Crítica: Tusk
Vuelve Kevin Smith tras una de sus mejores películas, Red State, que apenas tuvo proyección más allá de sus galardones en el Festival de Sitges de 2011. Tusk supone el regreso del último enfant terrible del cine independiente norteamericano, aquel que sigue manteniendo un estilo personal e incorruptible que le garantiza un buen número de seguidores, entre los que irremediablemente se encuentra quien firma estas líneas.
Con una base que bebe de las líneas del Dr. Moreau de H. G. Wells y el Drácula de Bram Stoker, este homenaje al terror del cineasta es casi tan inquietante como su anterior película. Prueba de ello, es la interpretación de Michael Parks, creando un personaje inteligente, terrorífico y sobre el que se sostiene todo el peso de la película (secundarios sorpresa con nombres peculiares aparte). Parks se ha convertido en el alma mater de las últimas películas de Smith. Su voz, su rostro y su impecable trabajo le han hecho evolucionar dentro de esta corriente indie, que incluye trabajos hasta con Quentin Tarantino.
Kevin Smith no evita recurrir a ciertos tópicos del género de terror, sobre todo por que precisa de un toque comercial que le lleve a no apartarse demasiado de la exhibición en salas.
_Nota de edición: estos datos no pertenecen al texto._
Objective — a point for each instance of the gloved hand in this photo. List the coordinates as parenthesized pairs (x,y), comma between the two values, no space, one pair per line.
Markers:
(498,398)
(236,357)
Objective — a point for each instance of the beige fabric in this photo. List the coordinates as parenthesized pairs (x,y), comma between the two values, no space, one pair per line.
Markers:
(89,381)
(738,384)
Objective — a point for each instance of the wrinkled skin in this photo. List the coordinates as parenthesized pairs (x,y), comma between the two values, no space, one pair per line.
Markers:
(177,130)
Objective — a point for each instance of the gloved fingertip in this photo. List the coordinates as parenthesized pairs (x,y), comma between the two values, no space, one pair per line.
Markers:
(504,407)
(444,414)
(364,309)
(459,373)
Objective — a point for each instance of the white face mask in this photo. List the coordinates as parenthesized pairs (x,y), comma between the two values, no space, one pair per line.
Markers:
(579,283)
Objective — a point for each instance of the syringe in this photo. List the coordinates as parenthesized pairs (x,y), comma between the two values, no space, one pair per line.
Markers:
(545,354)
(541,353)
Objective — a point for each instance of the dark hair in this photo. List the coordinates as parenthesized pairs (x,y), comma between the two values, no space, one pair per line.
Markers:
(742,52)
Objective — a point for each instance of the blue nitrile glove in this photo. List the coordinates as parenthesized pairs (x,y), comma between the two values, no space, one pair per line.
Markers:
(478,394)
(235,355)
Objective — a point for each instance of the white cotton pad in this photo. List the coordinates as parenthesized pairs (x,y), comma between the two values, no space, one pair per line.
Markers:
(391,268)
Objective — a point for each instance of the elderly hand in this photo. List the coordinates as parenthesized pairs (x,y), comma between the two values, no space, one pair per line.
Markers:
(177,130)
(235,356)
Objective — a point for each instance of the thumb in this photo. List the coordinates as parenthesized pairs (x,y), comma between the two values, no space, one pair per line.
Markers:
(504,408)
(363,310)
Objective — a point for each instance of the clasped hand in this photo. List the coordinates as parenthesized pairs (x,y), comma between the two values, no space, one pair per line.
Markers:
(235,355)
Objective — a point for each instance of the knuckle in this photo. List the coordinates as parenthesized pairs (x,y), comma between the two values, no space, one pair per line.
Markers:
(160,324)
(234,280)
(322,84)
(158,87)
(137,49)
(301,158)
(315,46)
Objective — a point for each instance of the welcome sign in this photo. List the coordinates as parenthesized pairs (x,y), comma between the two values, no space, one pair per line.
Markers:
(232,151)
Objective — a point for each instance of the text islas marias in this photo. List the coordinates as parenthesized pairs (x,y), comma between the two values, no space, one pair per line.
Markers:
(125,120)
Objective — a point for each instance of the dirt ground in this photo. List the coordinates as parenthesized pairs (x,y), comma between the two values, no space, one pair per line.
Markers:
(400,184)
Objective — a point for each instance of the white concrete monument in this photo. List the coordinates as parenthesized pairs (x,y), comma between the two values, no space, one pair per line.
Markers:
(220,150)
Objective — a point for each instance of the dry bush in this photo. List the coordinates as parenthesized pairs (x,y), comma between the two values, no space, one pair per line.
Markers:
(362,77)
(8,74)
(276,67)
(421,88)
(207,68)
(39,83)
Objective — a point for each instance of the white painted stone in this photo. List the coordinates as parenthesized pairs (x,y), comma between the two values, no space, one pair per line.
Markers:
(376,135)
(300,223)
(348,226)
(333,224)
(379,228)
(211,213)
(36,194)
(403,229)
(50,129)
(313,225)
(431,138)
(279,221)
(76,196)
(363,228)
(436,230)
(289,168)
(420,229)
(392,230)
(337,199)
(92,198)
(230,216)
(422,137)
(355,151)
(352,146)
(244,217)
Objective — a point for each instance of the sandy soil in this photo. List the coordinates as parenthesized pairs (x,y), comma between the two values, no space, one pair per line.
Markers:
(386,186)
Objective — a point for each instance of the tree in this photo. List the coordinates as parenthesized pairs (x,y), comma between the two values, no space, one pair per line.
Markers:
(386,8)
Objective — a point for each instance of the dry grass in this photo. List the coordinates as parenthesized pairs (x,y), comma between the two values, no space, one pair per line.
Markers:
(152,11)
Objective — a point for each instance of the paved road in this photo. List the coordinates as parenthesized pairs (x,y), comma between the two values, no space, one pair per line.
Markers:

El éxito de Tusk ha sido moderado, ni la presencia de Haley Joel Osment ha alimentado la presencia de público en las salas. Sin embargo, este homenaje al “terror animal” merece ser contemplado como una obra de un autor que permanece incombustible al paso de los años y que, aún siendo minoritario, no deja de producir ideas que transforma en particularísimas obras cinematográficas que, de momento, quedan pendientes.